Adding Flaxseed to Your Diet

Written by Dr. Krystel Quadros and medically reviewed by iCliniq medical review team.

 

Flaxseeds also called as alsi in Hindi has many benefits indeed.

Lowering Cholesterol

Flaxseeds help lower bad cholesterol levels, that is, low-density lipoprotein and very low-density lipoprotein in your body and helps improve good cholesterol, that is, high-density lipoprotein. It can be consumed in the ground form or the raw form. You can even roast it and have it. Some people like to have it with yogurt (curd) which is a wonderful source of probiotic.

Wonderful Source of Fiber

Around one tablespoon of flaxseed contains up to 7 grams of fiber which is essential for boosting weight loss process in an individual. It can be consumed half an hour before or after a meal. Many people love adding flaxseeds to their smoothies. It can even be sprinkled on top of the salad as a dressing or fruits which will enhance the absorption of iron as vitamin C increases the absorption of iron.

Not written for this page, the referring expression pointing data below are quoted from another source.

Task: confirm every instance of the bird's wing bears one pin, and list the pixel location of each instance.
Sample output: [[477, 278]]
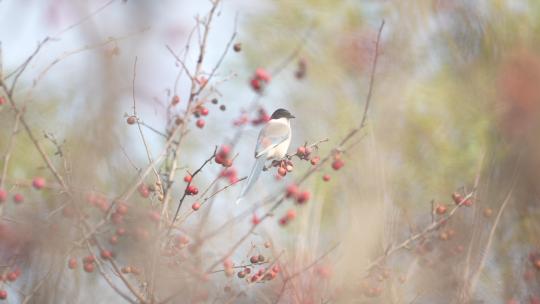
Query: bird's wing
[[271, 136]]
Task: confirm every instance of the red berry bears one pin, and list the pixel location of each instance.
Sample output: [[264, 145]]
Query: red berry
[[225, 149], [337, 164], [89, 267], [18, 198], [291, 214], [38, 182], [3, 195], [120, 231], [144, 191], [292, 190], [192, 190], [89, 259], [255, 84], [301, 151], [106, 254], [303, 197], [441, 209], [72, 263]]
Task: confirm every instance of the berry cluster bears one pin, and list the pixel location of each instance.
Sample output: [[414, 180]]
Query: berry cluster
[[261, 78]]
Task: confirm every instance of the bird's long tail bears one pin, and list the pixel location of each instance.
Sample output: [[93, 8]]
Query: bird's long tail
[[253, 176]]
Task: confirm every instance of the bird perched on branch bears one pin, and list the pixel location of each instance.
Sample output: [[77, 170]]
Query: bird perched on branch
[[272, 143]]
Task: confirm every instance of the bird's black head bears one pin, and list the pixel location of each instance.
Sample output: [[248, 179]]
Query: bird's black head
[[281, 113]]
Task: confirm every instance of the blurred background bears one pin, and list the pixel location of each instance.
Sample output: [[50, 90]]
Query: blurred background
[[455, 107]]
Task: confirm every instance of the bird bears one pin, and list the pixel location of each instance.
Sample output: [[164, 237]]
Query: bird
[[272, 143]]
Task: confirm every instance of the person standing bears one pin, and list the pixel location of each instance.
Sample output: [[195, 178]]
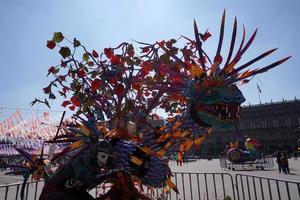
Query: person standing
[[285, 164], [278, 160]]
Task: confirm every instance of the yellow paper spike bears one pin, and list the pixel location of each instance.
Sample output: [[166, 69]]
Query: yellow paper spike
[[185, 133], [196, 70], [76, 145], [166, 189], [176, 125], [163, 137], [230, 67], [147, 150], [181, 148], [168, 144], [161, 153], [209, 131], [162, 128], [188, 144], [171, 185], [177, 134], [199, 140], [170, 119], [136, 179], [85, 131], [213, 68], [136, 160]]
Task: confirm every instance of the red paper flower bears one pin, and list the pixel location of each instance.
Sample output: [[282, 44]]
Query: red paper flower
[[119, 89], [65, 103], [108, 52], [95, 54], [75, 101], [115, 60], [51, 44], [96, 84], [81, 73]]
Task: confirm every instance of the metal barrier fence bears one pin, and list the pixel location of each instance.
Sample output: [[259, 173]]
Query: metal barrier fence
[[255, 187], [193, 186], [262, 163]]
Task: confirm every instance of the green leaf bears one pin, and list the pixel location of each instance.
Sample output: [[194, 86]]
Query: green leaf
[[76, 43], [85, 57], [130, 47], [52, 96], [58, 37], [65, 52]]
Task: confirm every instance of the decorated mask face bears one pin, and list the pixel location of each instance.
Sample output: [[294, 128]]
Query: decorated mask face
[[102, 159], [216, 103]]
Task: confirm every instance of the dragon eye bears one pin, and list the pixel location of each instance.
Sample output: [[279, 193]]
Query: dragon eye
[[209, 92]]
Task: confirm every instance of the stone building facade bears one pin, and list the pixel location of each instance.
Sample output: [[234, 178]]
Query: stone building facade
[[276, 125]]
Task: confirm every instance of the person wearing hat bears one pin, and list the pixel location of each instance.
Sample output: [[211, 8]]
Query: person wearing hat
[[81, 173]]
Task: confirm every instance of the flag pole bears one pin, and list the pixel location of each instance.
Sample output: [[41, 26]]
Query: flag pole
[[258, 91]]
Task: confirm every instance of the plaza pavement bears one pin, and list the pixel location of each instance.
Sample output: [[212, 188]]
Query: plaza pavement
[[196, 166]]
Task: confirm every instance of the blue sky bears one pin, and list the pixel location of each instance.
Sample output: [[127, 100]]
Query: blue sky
[[27, 25]]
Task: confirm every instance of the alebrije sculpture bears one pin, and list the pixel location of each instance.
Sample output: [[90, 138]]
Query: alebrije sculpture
[[118, 88]]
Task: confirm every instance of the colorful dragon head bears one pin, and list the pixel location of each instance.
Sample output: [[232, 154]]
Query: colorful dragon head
[[214, 102], [209, 90]]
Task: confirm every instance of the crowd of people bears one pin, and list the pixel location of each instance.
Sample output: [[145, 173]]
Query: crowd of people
[[282, 162]]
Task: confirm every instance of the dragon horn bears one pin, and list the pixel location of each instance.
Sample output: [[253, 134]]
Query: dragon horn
[[264, 69], [199, 46], [233, 37], [252, 61], [221, 34], [26, 155], [236, 57], [247, 45]]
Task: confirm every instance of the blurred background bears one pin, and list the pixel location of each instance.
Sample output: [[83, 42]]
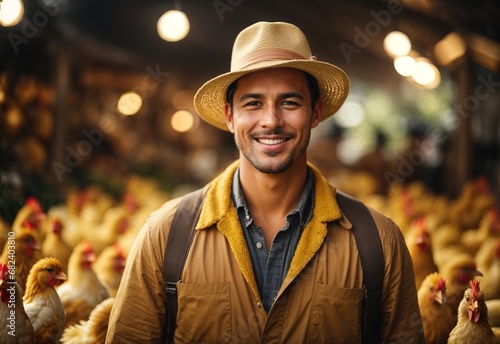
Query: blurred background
[[94, 94]]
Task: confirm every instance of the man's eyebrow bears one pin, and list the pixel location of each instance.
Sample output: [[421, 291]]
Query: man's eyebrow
[[251, 95], [282, 96], [292, 95]]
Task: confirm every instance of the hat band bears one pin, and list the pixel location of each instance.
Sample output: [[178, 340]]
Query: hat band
[[266, 55]]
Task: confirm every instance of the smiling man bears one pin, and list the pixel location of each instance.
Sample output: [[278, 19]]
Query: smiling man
[[274, 258]]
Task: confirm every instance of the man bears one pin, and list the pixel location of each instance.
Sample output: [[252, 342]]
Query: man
[[273, 259]]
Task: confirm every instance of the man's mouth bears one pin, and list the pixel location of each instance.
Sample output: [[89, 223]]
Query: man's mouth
[[271, 141]]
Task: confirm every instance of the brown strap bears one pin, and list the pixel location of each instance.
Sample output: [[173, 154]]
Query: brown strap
[[178, 245], [372, 261]]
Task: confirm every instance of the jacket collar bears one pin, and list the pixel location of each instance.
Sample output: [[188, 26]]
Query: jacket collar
[[218, 210]]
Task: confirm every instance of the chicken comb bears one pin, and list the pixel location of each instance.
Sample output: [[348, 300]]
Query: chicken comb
[[33, 203], [407, 203], [119, 249], [419, 223], [441, 284], [87, 247], [474, 284], [29, 225], [495, 220], [4, 271]]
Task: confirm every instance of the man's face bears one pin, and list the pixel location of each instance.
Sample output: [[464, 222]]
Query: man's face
[[272, 118]]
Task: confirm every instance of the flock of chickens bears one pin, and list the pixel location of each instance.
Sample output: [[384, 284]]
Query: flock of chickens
[[69, 261]]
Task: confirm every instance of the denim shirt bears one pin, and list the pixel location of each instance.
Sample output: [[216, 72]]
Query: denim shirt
[[270, 268]]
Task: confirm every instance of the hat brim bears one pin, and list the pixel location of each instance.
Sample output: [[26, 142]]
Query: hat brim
[[210, 99]]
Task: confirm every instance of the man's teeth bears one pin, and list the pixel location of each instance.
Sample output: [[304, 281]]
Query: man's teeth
[[271, 142]]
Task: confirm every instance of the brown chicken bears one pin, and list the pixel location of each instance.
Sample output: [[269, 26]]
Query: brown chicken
[[32, 217], [109, 267], [437, 319], [115, 223], [54, 245], [83, 290], [419, 243], [15, 325], [494, 312], [42, 304], [488, 260], [458, 271], [26, 254], [473, 325], [489, 226], [92, 331]]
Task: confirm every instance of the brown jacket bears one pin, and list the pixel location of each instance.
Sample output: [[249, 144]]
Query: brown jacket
[[319, 301]]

Prevents and Treats Cancer

The bioactive compounds called as lignans are found in high concentration in flaxseeds, thus destroying the tumor cells and preventing cancer. Lignans have anti-inflammatory properties and help reduce inflammation in the body.

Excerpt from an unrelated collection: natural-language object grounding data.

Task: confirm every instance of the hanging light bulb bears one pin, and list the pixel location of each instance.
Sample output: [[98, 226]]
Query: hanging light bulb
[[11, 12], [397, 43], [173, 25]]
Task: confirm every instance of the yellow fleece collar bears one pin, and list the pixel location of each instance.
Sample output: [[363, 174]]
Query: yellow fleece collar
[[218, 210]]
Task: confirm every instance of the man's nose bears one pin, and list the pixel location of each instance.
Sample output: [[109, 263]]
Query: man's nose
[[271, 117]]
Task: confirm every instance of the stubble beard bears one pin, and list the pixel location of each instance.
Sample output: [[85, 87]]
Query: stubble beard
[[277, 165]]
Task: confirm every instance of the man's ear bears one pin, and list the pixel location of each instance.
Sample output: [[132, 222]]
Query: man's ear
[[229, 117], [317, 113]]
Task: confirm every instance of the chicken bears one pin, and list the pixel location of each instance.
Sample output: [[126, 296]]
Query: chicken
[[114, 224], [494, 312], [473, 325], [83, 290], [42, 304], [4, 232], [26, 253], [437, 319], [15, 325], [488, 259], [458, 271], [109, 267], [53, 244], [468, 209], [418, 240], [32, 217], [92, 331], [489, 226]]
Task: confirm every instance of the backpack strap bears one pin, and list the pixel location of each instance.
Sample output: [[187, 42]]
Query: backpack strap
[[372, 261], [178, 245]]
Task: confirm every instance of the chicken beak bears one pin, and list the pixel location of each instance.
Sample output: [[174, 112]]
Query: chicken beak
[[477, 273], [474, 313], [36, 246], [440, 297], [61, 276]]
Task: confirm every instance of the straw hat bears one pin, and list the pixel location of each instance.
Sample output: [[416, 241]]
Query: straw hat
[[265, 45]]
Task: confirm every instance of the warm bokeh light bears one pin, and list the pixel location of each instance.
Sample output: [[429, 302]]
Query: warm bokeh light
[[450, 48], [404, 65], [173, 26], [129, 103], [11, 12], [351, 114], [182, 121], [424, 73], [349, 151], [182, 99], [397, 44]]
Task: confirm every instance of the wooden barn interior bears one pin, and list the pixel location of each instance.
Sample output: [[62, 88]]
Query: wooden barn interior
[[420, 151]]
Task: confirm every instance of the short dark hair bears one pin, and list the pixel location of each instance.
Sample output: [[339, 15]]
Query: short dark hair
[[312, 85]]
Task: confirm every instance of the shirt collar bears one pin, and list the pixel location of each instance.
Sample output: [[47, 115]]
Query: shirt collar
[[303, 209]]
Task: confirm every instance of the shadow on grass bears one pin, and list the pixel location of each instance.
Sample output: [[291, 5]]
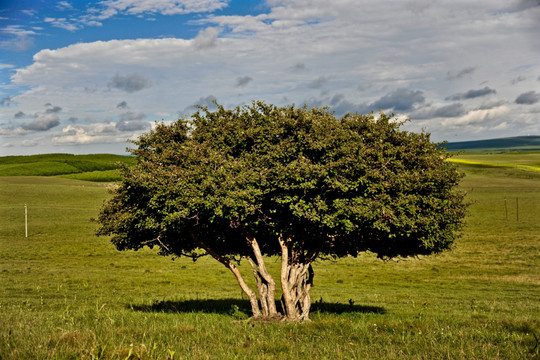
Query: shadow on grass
[[228, 306]]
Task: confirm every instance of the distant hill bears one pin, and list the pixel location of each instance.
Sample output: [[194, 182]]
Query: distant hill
[[95, 167], [519, 143]]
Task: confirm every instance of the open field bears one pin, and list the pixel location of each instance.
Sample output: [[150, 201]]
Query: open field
[[66, 294], [97, 167]]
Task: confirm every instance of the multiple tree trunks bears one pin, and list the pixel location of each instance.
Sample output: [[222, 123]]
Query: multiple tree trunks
[[296, 282]]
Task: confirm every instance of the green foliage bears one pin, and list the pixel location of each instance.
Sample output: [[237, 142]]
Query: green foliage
[[62, 164], [334, 187], [66, 294]]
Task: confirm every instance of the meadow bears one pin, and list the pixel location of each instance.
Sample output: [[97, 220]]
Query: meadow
[[66, 294]]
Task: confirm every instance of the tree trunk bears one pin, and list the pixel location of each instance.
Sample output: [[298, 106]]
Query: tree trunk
[[296, 282]]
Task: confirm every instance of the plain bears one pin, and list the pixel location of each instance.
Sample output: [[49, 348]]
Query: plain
[[65, 293]]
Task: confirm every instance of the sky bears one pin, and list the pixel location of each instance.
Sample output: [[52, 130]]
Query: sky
[[83, 77]]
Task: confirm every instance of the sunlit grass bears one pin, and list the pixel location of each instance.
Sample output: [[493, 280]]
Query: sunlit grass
[[66, 294]]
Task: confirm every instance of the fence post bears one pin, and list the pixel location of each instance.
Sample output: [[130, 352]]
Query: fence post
[[25, 221], [517, 210]]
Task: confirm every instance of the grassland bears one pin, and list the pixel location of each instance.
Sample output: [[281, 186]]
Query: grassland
[[97, 167], [65, 294]]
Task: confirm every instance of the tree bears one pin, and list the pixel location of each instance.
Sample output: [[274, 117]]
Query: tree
[[299, 183]]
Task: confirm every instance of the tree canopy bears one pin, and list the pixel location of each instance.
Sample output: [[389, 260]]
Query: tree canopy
[[263, 180]]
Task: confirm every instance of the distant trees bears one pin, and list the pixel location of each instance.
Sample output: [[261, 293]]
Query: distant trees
[[298, 183]]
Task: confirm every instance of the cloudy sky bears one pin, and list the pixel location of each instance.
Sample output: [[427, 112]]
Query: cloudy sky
[[85, 76]]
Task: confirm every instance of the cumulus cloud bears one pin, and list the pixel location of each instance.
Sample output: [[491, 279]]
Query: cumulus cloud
[[518, 80], [6, 101], [528, 98], [243, 81], [16, 37], [460, 74], [446, 111], [298, 67], [132, 116], [42, 122], [129, 83], [122, 105], [207, 101], [471, 94], [318, 83], [123, 125], [401, 99], [63, 23], [206, 38], [53, 110], [164, 7]]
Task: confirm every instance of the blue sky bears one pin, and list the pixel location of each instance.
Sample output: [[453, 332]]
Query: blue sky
[[85, 76]]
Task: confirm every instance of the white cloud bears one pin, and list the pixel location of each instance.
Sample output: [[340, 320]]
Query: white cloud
[[382, 54], [16, 37]]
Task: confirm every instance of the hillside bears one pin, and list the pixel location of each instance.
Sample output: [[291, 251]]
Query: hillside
[[94, 167]]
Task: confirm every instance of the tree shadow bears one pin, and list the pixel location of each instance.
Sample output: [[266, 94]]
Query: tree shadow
[[229, 306]]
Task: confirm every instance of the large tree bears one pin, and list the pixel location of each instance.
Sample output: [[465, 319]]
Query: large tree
[[299, 183]]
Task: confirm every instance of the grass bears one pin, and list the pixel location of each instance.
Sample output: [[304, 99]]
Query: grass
[[65, 294], [98, 167]]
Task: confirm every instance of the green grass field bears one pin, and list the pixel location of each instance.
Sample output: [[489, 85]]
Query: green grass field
[[65, 294], [97, 167]]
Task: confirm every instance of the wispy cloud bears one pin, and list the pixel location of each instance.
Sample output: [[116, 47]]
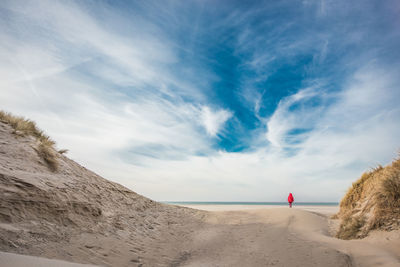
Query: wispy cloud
[[182, 101]]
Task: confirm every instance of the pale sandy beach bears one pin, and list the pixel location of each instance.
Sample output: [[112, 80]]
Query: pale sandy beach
[[328, 210], [76, 216]]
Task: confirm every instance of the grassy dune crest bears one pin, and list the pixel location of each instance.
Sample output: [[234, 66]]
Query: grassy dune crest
[[25, 127], [372, 202]]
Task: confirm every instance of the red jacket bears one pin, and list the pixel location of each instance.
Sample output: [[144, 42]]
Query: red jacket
[[290, 198]]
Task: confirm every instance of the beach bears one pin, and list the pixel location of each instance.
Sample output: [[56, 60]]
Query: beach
[[323, 209], [76, 216]]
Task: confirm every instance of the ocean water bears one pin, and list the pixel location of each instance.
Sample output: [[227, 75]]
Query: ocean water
[[251, 203]]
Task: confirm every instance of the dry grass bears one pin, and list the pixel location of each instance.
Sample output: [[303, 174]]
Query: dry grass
[[25, 127], [373, 202]]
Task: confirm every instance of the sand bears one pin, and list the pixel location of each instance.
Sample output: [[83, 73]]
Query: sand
[[77, 216], [327, 210]]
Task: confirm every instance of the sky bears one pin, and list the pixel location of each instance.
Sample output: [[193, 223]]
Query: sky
[[210, 100]]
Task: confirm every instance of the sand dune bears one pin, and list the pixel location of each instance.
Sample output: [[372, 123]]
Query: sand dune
[[77, 216]]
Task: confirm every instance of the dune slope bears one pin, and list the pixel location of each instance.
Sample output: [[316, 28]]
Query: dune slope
[[75, 215], [373, 202]]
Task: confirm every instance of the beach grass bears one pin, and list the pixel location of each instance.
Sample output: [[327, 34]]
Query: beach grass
[[25, 127]]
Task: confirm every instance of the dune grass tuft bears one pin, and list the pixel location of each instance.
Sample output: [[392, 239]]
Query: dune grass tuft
[[373, 202], [25, 127]]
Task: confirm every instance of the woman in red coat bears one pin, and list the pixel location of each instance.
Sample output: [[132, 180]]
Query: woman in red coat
[[290, 199]]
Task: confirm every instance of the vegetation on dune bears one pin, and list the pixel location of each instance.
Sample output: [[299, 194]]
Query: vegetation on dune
[[372, 202], [25, 127]]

Prevents and Treats Diabetes

According to various research studies, flaxseeds help cure various metabolic syndrome diseases like diabetes, especially type two diabetes, owing to the lignans present in them. Flaxseeds can be combined with other seeds like sunflower seeds, sesame seeds, garden cress seeds, and oats. A nutribar could be prepared which is rich in omega three fatty acids which will prevent various kinds of diseases by reducing the free radical scavenging activity in the body. Flaxseeds help prevent gestational diabetes and stabilize the blood sugar levels in a pregnant mother. It also helps to avoid preeclampsia and to lower the blood pressure.

Hence, do not forget to incorporate flaxseeds in your diet as it is a superfood with numerous amounts of health benefits.